Seems the fix could be

  • Ask a wikimediafoundation admin to delete all 150 old pages.
  • Someone move all 150 to a namespace where NOINDEX has an effect, e.g. move each to a subpage of its talk page.
  • Fiddle with wmf-config so that NOINDEX has an effect in the main namespace of wikimediafoundation.org.
  • put some other HTML in the template that discourages Google. (Google already does not show the template's "This (old) job opening has long been closed" in its snippet.)

I don't know if there's an administrators noticeboard on wikimediafoundation.

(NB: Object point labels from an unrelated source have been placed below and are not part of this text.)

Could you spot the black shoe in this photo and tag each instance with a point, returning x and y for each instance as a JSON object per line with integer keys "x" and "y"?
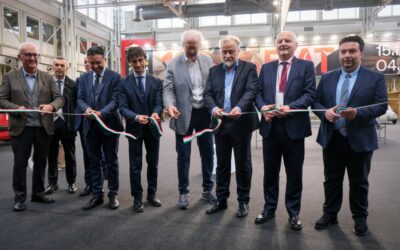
{"x": 114, "y": 203}
{"x": 295, "y": 222}
{"x": 153, "y": 201}
{"x": 41, "y": 199}
{"x": 94, "y": 202}
{"x": 72, "y": 188}
{"x": 219, "y": 206}
{"x": 243, "y": 210}
{"x": 51, "y": 188}
{"x": 19, "y": 206}
{"x": 138, "y": 206}
{"x": 86, "y": 191}
{"x": 360, "y": 226}
{"x": 264, "y": 217}
{"x": 325, "y": 221}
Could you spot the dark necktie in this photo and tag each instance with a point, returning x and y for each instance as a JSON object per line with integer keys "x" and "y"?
{"x": 140, "y": 86}
{"x": 282, "y": 83}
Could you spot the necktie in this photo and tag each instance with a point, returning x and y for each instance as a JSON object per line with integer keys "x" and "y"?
{"x": 344, "y": 97}
{"x": 140, "y": 86}
{"x": 282, "y": 83}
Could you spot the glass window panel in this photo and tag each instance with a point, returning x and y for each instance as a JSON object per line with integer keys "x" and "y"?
{"x": 11, "y": 20}
{"x": 308, "y": 15}
{"x": 243, "y": 19}
{"x": 32, "y": 28}
{"x": 48, "y": 31}
{"x": 330, "y": 15}
{"x": 293, "y": 16}
{"x": 207, "y": 21}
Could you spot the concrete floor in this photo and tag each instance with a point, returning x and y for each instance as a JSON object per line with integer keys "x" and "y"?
{"x": 63, "y": 225}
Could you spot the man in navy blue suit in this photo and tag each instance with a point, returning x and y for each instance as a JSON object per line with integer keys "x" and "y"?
{"x": 230, "y": 90}
{"x": 98, "y": 94}
{"x": 347, "y": 134}
{"x": 140, "y": 97}
{"x": 287, "y": 83}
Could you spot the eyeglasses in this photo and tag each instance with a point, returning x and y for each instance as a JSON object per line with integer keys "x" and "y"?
{"x": 29, "y": 55}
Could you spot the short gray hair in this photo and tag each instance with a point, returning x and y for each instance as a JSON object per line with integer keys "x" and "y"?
{"x": 229, "y": 38}
{"x": 25, "y": 44}
{"x": 192, "y": 33}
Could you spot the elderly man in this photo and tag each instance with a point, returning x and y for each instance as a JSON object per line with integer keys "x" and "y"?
{"x": 348, "y": 135}
{"x": 287, "y": 83}
{"x": 183, "y": 97}
{"x": 64, "y": 129}
{"x": 30, "y": 88}
{"x": 231, "y": 89}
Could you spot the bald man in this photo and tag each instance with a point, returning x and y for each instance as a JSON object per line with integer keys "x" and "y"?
{"x": 287, "y": 83}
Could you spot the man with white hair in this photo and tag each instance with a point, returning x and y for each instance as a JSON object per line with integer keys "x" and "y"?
{"x": 287, "y": 83}
{"x": 231, "y": 89}
{"x": 183, "y": 98}
{"x": 30, "y": 88}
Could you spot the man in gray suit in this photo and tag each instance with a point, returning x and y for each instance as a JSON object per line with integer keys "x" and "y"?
{"x": 183, "y": 97}
{"x": 30, "y": 88}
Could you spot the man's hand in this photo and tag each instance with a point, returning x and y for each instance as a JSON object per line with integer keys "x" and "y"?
{"x": 349, "y": 113}
{"x": 331, "y": 115}
{"x": 142, "y": 119}
{"x": 268, "y": 116}
{"x": 235, "y": 113}
{"x": 173, "y": 112}
{"x": 46, "y": 108}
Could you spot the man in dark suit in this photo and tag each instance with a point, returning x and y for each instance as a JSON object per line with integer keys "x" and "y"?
{"x": 231, "y": 89}
{"x": 347, "y": 134}
{"x": 98, "y": 94}
{"x": 30, "y": 88}
{"x": 287, "y": 83}
{"x": 140, "y": 96}
{"x": 64, "y": 130}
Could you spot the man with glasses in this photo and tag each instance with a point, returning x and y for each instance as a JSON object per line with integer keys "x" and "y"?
{"x": 30, "y": 88}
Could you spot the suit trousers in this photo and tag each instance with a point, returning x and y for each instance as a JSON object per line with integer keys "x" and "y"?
{"x": 152, "y": 146}
{"x": 338, "y": 156}
{"x": 242, "y": 149}
{"x": 275, "y": 146}
{"x": 67, "y": 138}
{"x": 199, "y": 120}
{"x": 95, "y": 141}
{"x": 22, "y": 147}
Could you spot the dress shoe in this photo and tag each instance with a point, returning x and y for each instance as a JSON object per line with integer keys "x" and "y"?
{"x": 325, "y": 221}
{"x": 183, "y": 201}
{"x": 242, "y": 210}
{"x": 265, "y": 216}
{"x": 19, "y": 206}
{"x": 72, "y": 188}
{"x": 219, "y": 206}
{"x": 41, "y": 199}
{"x": 86, "y": 191}
{"x": 94, "y": 202}
{"x": 295, "y": 222}
{"x": 114, "y": 203}
{"x": 208, "y": 196}
{"x": 51, "y": 188}
{"x": 138, "y": 206}
{"x": 360, "y": 226}
{"x": 153, "y": 201}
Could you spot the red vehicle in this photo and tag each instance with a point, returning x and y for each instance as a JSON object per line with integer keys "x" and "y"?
{"x": 4, "y": 134}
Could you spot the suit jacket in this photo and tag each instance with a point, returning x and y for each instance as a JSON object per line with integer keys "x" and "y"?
{"x": 177, "y": 89}
{"x": 244, "y": 91}
{"x": 369, "y": 88}
{"x": 107, "y": 100}
{"x": 70, "y": 98}
{"x": 299, "y": 94}
{"x": 13, "y": 93}
{"x": 131, "y": 104}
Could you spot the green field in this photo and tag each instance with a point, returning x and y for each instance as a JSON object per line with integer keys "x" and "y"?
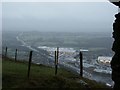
{"x": 14, "y": 75}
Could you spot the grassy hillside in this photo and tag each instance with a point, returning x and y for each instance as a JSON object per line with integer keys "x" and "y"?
{"x": 15, "y": 76}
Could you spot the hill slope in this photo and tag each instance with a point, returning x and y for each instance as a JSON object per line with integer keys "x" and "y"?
{"x": 15, "y": 76}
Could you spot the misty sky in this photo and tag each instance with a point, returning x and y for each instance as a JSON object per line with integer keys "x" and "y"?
{"x": 69, "y": 17}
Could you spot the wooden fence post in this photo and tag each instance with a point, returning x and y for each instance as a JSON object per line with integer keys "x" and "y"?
{"x": 55, "y": 63}
{"x": 6, "y": 52}
{"x": 57, "y": 54}
{"x": 81, "y": 64}
{"x": 29, "y": 64}
{"x": 16, "y": 55}
{"x": 56, "y": 60}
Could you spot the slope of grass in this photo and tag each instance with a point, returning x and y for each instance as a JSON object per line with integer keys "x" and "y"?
{"x": 15, "y": 76}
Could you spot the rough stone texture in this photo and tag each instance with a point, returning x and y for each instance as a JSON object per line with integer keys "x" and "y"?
{"x": 115, "y": 63}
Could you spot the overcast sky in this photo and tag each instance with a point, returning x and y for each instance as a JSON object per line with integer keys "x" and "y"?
{"x": 59, "y": 16}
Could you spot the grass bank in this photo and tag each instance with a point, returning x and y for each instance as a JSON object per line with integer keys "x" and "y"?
{"x": 14, "y": 75}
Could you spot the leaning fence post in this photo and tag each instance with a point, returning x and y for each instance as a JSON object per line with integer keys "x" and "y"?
{"x": 29, "y": 64}
{"x": 6, "y": 52}
{"x": 55, "y": 63}
{"x": 57, "y": 54}
{"x": 16, "y": 55}
{"x": 56, "y": 60}
{"x": 81, "y": 64}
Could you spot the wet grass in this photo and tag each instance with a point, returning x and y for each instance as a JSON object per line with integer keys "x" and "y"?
{"x": 14, "y": 76}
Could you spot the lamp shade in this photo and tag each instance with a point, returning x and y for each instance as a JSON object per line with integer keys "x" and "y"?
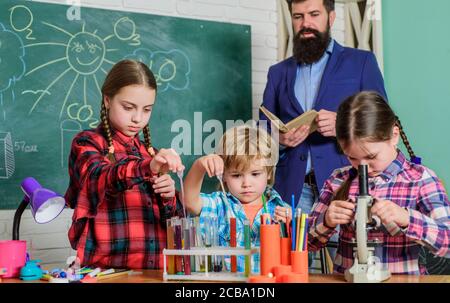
{"x": 45, "y": 204}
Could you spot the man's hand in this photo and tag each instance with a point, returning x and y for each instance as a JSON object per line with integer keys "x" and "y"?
{"x": 326, "y": 123}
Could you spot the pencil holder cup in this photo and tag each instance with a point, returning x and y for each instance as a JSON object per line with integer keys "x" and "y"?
{"x": 261, "y": 279}
{"x": 280, "y": 270}
{"x": 285, "y": 250}
{"x": 270, "y": 247}
{"x": 294, "y": 278}
{"x": 299, "y": 262}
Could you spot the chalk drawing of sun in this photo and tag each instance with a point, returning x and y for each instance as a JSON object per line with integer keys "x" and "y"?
{"x": 85, "y": 55}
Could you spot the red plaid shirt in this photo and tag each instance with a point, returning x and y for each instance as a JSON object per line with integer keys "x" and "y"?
{"x": 118, "y": 220}
{"x": 409, "y": 185}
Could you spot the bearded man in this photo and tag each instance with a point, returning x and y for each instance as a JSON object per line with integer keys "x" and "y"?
{"x": 320, "y": 75}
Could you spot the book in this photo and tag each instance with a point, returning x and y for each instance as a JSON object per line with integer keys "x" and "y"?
{"x": 307, "y": 118}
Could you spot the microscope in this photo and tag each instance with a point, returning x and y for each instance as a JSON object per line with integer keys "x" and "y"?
{"x": 366, "y": 268}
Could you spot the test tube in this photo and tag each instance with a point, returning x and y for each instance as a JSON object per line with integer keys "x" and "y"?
{"x": 233, "y": 243}
{"x": 186, "y": 245}
{"x": 178, "y": 245}
{"x": 208, "y": 241}
{"x": 170, "y": 245}
{"x": 200, "y": 242}
{"x": 247, "y": 246}
{"x": 217, "y": 259}
{"x": 192, "y": 240}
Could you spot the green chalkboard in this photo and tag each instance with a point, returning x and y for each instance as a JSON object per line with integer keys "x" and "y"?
{"x": 52, "y": 68}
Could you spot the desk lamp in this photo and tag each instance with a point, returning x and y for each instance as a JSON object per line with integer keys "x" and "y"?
{"x": 45, "y": 204}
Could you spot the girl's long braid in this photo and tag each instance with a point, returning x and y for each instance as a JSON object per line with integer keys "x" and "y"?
{"x": 344, "y": 189}
{"x": 405, "y": 140}
{"x": 105, "y": 121}
{"x": 148, "y": 141}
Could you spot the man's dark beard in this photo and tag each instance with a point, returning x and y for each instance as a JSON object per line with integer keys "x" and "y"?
{"x": 310, "y": 50}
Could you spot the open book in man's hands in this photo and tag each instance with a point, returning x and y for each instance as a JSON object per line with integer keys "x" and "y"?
{"x": 307, "y": 118}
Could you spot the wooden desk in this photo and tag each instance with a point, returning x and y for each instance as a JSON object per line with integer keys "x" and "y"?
{"x": 155, "y": 276}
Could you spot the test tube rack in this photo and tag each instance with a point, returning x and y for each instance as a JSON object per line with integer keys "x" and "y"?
{"x": 205, "y": 252}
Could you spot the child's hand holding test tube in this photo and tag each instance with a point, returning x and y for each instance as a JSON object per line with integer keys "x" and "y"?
{"x": 282, "y": 214}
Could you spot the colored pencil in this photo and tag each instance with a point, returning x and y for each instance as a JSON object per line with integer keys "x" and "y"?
{"x": 293, "y": 221}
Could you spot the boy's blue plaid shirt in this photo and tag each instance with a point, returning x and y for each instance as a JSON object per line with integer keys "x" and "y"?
{"x": 215, "y": 206}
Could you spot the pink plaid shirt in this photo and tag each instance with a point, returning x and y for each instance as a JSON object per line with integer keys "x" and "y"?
{"x": 411, "y": 186}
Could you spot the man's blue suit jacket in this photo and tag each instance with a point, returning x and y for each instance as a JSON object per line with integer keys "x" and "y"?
{"x": 347, "y": 72}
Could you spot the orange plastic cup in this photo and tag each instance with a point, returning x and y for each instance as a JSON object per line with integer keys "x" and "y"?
{"x": 270, "y": 247}
{"x": 281, "y": 270}
{"x": 285, "y": 246}
{"x": 299, "y": 262}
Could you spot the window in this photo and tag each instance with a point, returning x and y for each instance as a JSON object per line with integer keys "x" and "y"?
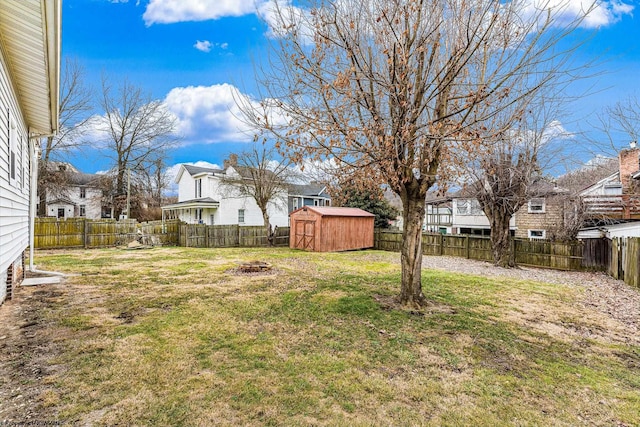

I'll link to this from https://meta.wikimedia.org/wiki/Foundation_wiki_feedback

Event Timeline

Spage raised the priority of this task from to High.
Spage updated the task description. (Show Details)
Spage added subscribers: Spage, gpaumier, Dzahn.

or ..

  • update the wiki pages with the 2015 info and make them relevant again; they have much higher Google score and why would they have to show outdated info or we would have to delete anything? We already link from there to Greenhouse, how about just copy/pasting the current info and keeping the link too. (I said this after seeing the CTO search for 2009 and a link to the same thing from 2015 above).

I don't know if there's an administrators noticeboard on wikimediafoundation

lol

Just to confirm your suspicion re. wgExemptFromUserRobotsControl though:

krenair@tin:~$ mwscript eval.php foundationwiki
> var_dump( in_array( NS_MAIN, $wgExemptFromUserRobotsControl ) );
bool(true)

That will indeed prevent main namespace pages from using NOINDEX

We can easily create an Archive: namespace for such pages where NOINDEX will be active (in addition to the signal sent by an "Archive" prefix) and mass-move the pages there with a bot.

Or simply remove NS_MAIN from $wgExemptFromUserRobotsControl on wmfwiki

Deskana lowered the priority of this task from High to Lowest.Dec 5 2015, 7:06 AM
Deskana moved this task from Needs triage to Search on the Discovery-ARCHIVED board.
Deskana subscribed.

Updating project tags due to T200951. Probably needs rechecking.

Is this still an issue? We have submitted info on the new site to Google, which in theory should have helped correct this.

Is this still an issue? We have submitted info on the new site to Google, which in theory should have helped correct this.

Yes, the steps to reproduce in the task description still reproduce the problem.

We have made a number of updates to Governance Wiki - and as a result, I believe this issue is now resolved (please reopen if you find results indicating this is not fully resolved). The search provided in the description now (more or less) provides more links we would want and does not display older content from foundation.wikimedia.org.